Nicht zum ersten Mal überlegt Jula, ob dieses fremde Mädchen die Tochter des jungen Mannes war, der sie begleitete. Sie hat ihn sofort wiedererkannt, als sie auf die Kletterwand zugegangen ist, noch bevor er sich umdrehte. Seine Körperhaltung war so eindeutig, sie hatte ihn am Samstag bei der Party lange genug beobachtet. Die Art, wie er seine Beanie ein kleines bisschen zurück schiebt und wie er sich den rechten Unterarm reibt, sind unverkennbar.
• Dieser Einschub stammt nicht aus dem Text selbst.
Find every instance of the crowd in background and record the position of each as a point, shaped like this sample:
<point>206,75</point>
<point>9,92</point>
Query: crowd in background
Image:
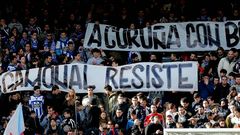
<point>51,32</point>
In seinem Gesicht suchte sie allerdings vergebens nach einem Zeichen des Wiedererkennens und so tat sie auch so, als hätte sie ihn noch nie zuvor gesehen. Was hätte sie auch zu ihm sagen sollen? Bist du der, dem ich gestern Nacht nachspioniert habe? Oder noch besser, bist du der, der das andere Mädchen erst geküsst hat und es dann abblitzen ließ? Was sagt diese Tatsache über ihn aus?
Und falls das kleine Mädchen seine Tochter ist, wo ist dann die Mutter, die dazugehört? Sie hat viele Ideen, denkt alle möglichen und unmöglichen Zusammenhänge durch und ihre Gedanken arbeiten auf Hochtouren.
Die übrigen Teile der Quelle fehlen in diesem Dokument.